What MSPs need to know about Compliance-as-a-Service
Article by Marina Brook, StorageCraft head of sales Asia-Pacific
Changes in the regulatory landscape have had a significant impact on data management and security.
In the process of providing better protection and privacy for consumers, these changes have created a mixed bag of challenges and opportunities for all parties involved.
Combined with existing mandates and changing requirements, the risks associated with failure to comply have made compliance management a daunting task for organisations of all sizes.
Interestingly, not all is lost and there is a group of problem solvers waiting on the sidelines, ready to jump in for help.
Verizon’s 2015 PCI DSS Compliance Report found that four out of five organisations were still not compliant.
A 2017 study from SecurityMetrics reported that in 2016 the largest single origin of compromise (39%) was through insecure remote access, while according to the Ponemon Institute, which tracks the costs of data breaches every year, the average total cost per data breach is $4 million - up 29% since 2013.
This statistic highlights the opportunity for third-party service providers to capitalise on the issue and assist struggling companies with their compliance needs.
Australia’s notifiable data breaches legislation, due to come into effect on February 22, 2018, may well result in a similar lack of preparedness.
Adding Compliance-as-a-Service (CaaS) to a menu of service offerings is a strategic way for Managed Service Providers (MSPs) to cater to the regulatory requirements of existing clients and to attract new business.
Compliance is a virtual goldmine for service providers with the management expertise to simplify and satisfy the complex requirements associated regulations.
At the same time, hopping on that bandwagon is akin to opening Pandora’s Box because of the requirements that come with the territory.
MSPs must walk a fine line in order to ensure that the convoluted legal component of compliance doesn’t land them in hot water.
Lingo and liability
Borrowing the ‘as-a-Service’ moniker popularised by cloud computing, CaaS is far more than a cleverly named fad - it’s recognised as a legitimate industry on the rise.
CaaS providers make their money by customising solutions around individual compliance requirements.
Their management efforts are designed to help organisations prioritise internal policies and processes per mandated regulation and rule.
In a perfect world, CaaS is a cost-effective solution that enables regulated businesses to minimise the risk, cost and complexity of meeting compliance.
CaaS is a rather vague term that could be interpreted in more ways than one.
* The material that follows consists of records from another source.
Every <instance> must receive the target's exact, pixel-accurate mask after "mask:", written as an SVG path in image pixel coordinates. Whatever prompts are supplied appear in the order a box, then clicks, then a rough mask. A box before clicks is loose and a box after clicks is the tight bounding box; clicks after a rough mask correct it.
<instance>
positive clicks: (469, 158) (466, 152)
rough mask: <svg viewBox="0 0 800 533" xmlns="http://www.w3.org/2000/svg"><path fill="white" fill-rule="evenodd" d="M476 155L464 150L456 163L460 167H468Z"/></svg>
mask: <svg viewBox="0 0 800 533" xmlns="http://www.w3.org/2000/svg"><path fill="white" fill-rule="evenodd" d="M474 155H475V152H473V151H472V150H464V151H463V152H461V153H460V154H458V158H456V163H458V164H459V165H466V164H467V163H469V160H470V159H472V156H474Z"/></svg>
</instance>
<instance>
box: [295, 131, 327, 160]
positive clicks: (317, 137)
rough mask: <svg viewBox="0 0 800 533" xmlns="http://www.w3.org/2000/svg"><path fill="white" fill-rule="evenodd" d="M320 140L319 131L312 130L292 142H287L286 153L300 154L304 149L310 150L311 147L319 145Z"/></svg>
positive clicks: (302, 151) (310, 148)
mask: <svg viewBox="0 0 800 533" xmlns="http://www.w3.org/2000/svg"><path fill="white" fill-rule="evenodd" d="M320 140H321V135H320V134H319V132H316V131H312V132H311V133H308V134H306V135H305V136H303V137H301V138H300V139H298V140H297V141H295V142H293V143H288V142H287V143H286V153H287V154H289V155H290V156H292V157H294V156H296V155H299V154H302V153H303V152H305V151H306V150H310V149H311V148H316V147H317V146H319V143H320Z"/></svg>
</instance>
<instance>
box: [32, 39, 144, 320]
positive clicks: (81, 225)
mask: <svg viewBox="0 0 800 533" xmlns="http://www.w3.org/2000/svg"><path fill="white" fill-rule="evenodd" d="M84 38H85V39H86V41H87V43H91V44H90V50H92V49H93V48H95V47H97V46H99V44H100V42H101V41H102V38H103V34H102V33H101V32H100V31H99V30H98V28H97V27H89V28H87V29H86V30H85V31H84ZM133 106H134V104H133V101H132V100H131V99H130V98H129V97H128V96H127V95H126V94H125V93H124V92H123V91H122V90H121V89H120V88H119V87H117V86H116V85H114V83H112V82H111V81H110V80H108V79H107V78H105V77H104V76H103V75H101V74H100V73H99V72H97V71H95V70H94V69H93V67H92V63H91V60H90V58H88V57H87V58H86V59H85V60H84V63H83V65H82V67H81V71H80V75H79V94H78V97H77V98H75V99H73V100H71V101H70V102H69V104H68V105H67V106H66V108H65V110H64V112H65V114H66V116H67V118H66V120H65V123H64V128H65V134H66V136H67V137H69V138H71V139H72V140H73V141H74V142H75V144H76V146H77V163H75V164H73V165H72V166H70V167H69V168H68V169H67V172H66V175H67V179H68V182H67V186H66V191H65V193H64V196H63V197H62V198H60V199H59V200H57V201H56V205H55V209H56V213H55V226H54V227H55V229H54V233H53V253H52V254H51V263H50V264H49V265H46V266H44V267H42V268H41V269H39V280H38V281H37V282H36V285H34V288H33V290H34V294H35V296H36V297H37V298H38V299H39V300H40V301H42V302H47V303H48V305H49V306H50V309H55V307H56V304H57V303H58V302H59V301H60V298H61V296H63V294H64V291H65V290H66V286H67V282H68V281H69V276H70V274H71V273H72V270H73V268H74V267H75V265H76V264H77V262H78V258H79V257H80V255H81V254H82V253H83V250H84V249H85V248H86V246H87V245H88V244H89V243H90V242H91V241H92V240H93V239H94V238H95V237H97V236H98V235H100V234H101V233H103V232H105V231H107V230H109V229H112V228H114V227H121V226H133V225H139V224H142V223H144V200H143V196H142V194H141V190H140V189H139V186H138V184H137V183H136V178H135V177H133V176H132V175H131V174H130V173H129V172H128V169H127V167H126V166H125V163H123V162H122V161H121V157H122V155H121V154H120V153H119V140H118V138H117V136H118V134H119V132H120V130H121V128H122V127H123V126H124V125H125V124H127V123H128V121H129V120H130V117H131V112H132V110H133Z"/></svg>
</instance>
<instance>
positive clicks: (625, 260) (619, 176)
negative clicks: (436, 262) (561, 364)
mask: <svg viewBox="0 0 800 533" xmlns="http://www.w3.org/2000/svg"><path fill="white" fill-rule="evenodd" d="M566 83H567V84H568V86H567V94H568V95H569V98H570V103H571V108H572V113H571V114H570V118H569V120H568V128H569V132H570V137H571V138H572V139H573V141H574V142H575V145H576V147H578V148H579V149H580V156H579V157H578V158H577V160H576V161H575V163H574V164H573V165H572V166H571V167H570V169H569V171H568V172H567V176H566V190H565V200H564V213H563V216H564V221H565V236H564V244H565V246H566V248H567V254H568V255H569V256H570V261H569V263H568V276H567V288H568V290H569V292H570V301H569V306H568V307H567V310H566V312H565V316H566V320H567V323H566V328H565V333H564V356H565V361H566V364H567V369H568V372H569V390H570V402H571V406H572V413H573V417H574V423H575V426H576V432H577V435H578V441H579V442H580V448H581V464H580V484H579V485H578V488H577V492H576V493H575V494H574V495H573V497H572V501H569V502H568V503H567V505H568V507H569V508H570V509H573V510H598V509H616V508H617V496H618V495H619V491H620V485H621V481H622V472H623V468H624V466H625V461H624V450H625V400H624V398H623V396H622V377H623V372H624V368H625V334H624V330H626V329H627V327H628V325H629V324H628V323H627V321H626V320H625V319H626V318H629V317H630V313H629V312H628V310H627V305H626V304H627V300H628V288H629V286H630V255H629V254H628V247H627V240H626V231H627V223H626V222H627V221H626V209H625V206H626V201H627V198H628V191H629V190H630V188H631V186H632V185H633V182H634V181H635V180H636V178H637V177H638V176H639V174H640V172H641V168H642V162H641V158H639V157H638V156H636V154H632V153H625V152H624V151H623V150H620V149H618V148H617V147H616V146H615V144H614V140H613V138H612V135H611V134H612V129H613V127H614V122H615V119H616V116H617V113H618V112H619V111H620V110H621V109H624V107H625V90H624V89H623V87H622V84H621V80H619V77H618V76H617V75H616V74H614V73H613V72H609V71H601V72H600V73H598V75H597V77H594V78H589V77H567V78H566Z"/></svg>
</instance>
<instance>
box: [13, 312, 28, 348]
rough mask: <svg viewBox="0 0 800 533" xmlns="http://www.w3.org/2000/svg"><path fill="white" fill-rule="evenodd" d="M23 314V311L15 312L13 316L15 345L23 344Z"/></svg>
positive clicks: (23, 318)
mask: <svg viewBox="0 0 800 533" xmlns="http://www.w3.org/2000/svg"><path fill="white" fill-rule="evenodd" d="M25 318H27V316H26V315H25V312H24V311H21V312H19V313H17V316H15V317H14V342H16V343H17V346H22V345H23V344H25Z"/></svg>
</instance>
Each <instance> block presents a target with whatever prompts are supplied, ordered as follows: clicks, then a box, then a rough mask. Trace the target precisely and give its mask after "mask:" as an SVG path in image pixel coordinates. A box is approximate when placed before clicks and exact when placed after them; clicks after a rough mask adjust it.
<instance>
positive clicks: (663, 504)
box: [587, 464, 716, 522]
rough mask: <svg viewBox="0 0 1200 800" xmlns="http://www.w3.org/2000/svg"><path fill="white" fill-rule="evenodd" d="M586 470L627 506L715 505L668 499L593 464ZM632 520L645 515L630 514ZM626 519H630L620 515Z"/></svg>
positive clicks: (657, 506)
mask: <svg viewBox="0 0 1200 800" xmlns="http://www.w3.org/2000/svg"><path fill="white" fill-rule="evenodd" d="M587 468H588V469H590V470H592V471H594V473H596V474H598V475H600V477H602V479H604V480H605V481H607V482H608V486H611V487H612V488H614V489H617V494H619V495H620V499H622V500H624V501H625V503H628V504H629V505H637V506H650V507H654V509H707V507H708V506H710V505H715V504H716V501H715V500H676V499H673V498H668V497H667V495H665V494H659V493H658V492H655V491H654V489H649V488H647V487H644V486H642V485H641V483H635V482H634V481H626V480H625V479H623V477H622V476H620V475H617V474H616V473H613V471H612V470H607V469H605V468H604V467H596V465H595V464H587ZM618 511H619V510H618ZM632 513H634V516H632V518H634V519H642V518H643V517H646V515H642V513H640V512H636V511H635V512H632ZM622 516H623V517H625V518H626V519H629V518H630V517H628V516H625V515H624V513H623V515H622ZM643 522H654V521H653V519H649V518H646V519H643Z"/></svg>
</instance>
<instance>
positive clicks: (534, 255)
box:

Based on the name’s general nature, one might assume that the provided service involves direct handling or securing of confidential information.
On the other hand, a potential customer might assume that it refers to managing internal processes typically performed by employees or actually guaranteeing compliance for one legislation or another.
There’s ambiguity in the CaaS term that can lead to a lot of confusion.
Third-party providers are often needed to help with aspects such as auditing, storage management, and disaster recovery.
These services come in handy and allow organisations to free up valuable time and eliminate some of the challenges associated with meeting industry regulations
Technology and expertise
The move from MSP to CaaS requires a special set of tools and procedures.
While the targeted field and legislation will determine the specifics, every successful transition is built around three key elements:
- Providing rock-solid security that prioritizes data protection
- Training personnel on the finer details of the regulations in question
- Integrating new technology in a manner that is consistent with billing cycles and overall service offerings
Practitioners in emerging businesses are buckling under the pressures traditionally regulated industries have been dealing with for years.
When it comes to CaaS or compliance work in general, MSPs must be careful not to take on risks they cannot properly assess or manage - or the risk to their own business will quickly outsize the rewards.